Tessere fra il Visibile e l’Invisibile
Accomunano le opere illustrate nel catalogo due soli aspetti: la modalità costruttiva e la funzione. Realizzate con un telaio manuale, esse sono destinate alla decorazione degli ambienti. Per il resto si presentano piuttosto differenti in quanto rappresentative dell’alto grado di sperimentazione che caratterizza l’attività artistica di Silvia Beccaria. Uno sperimentare che riguarda non solo l’utilizzo, entro un intreccio tessile tradizionale, di materiali e persino oggetti, al contrario, “simbolo” della contemporaneità, ma anche la forma stessa all’opera.
Anemone è il nome di un pannello tessuto in ordito di cotone e trama di lino , sul quale si dispongono lunghi steli recanti piccole corolle rigonfie, tridimensionali. Sono fiori che non esistono in natura, creati utilizzando quelle retine colorate di plastica per imballaggio. Un materiale che ci capita di avere spesso fra le mani e che non esitiamo a buttare. Difficilmente distruttibile, persino pericoloso per la vita degli animali, se abbandonato in terreni e acque, eppure così poetico e apparentemente quasi effimero nell’opera dell’artista.
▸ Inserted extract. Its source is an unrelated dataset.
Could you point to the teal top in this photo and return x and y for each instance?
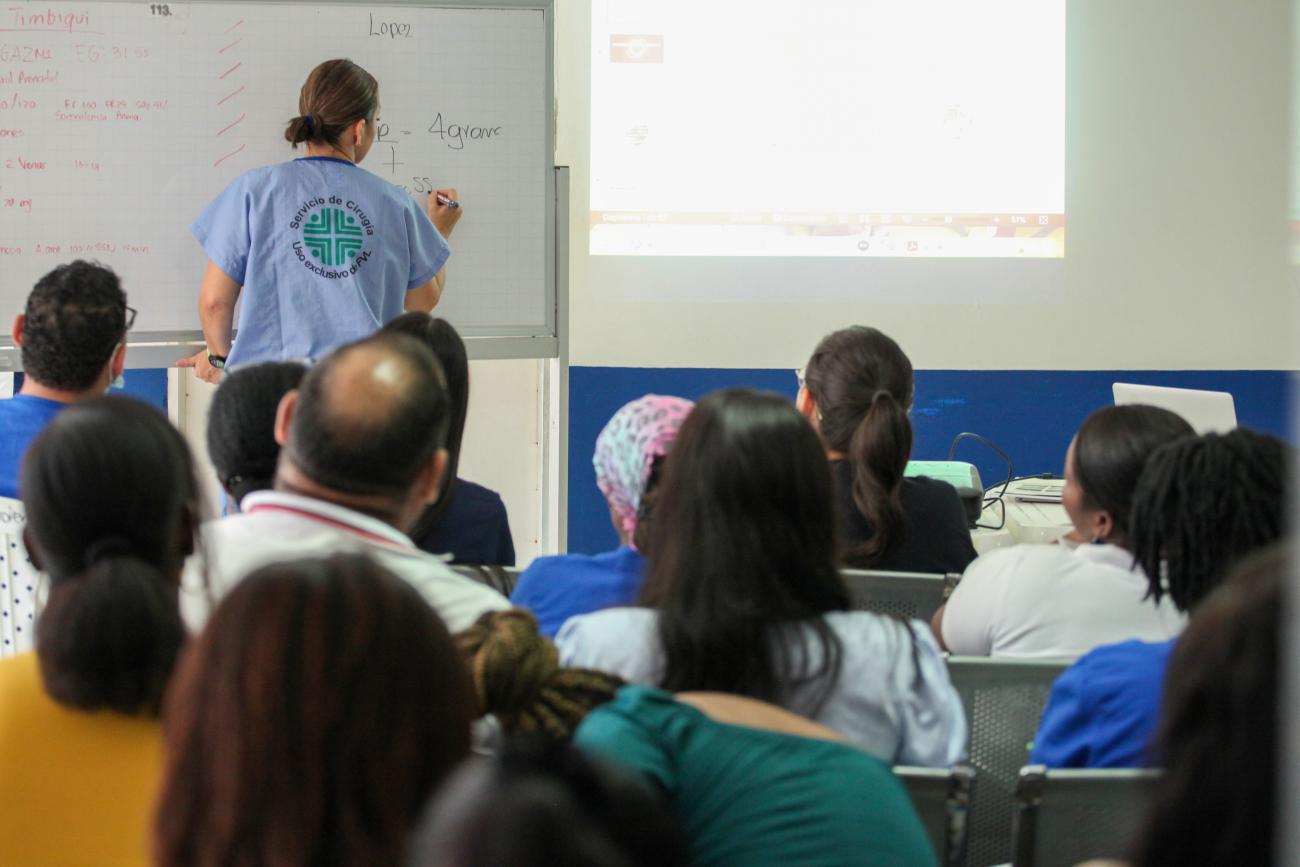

Nel trittico Madrepore all’intreccio tessile è unita della gommapiuma, per solito non visibile in quanto usata come imbottitura. Tagliata e piegata a formare cilindretti raggruppati irregolarmente, essa crea sulla superficie dei pannelli delle concrezioni porose e leggere capaci di evocare, in virtù anche del colore grigio, misteriosi fondali marini.
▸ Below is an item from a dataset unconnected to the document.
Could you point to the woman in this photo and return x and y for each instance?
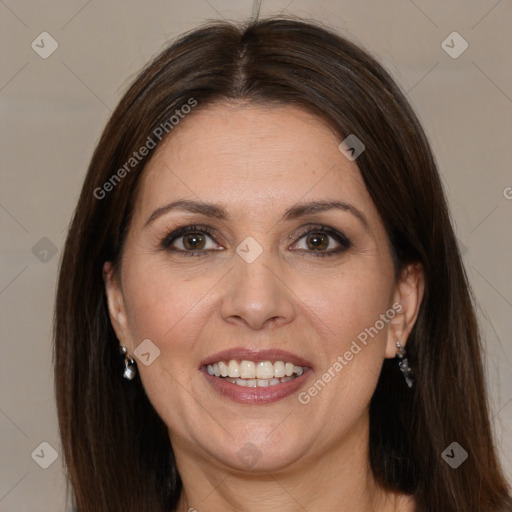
(261, 303)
Le retine di plastica e la gommapiuma non parrebbero materiali né nobili, né belli. Eppure con le sue opere Silvia Beccaria ci mostra come possano dar luogo a forme che ambiscono ad avvicinarsi alla bellezza della natura e al contempo a rammentarcene la sua compromissione. Ciò che li trasforma è il loro impiego prezioso, tutt’altro che consumistico, all’interno di un procedimento esecutivo – la tessitura manuale – che resta com’era in antico, scrupoloso, lento e faticoso.
In Turin Fiber Map, diviene materiale tessile, insieme al cotone e al lino, la carta stampata. Sono fogli recuperati da uno stradario cittadino, ridotti in frammenti dal bordo zigzagante e inseriti, per metà della superficie dell’opera, nell’intreccio di fondo. Il risultato è estetico e concettuale. La mappa che dovrebbe guidarci è divenuta inservibile, un vento capriccioso l’ha ridotta in brandelli e sospinta in un angolo.
Africa è invece un trittico il cui ordito serra una trama in materiale tradizionale, pertinente al titolo dell’opera. Ma a guardare con attenzione si scopre una “contaminazione”: i mazzetti di rafia sono infilati entro tubicini in PVC trasparente con tanto di codice merceologico in nero.
Ancora un’altra soluzione creativa, forse la più ardita, in quanto non riguarda le fibre utilizzate, ma la forma stessa del manufatto tessile che tradizionalmente è bidimensionale e acquista la terza dimensione solo attraverso il taglio e il cucito, si trova nella serie Il femminile, Il visibile e l’invisibile. Silvia Beccaria, utilizzando un filato di nylon privo di colore, tesse dei teli a tramatura volutamente rada ed incostante e dalle lunghe frange che in seguito, con un procedimento che non sveleremo, modella come se aderissero a parti del corpo femminile. Il risultato è un’opera simile al gesso di un frammento di scultura classica, eppure incorporea.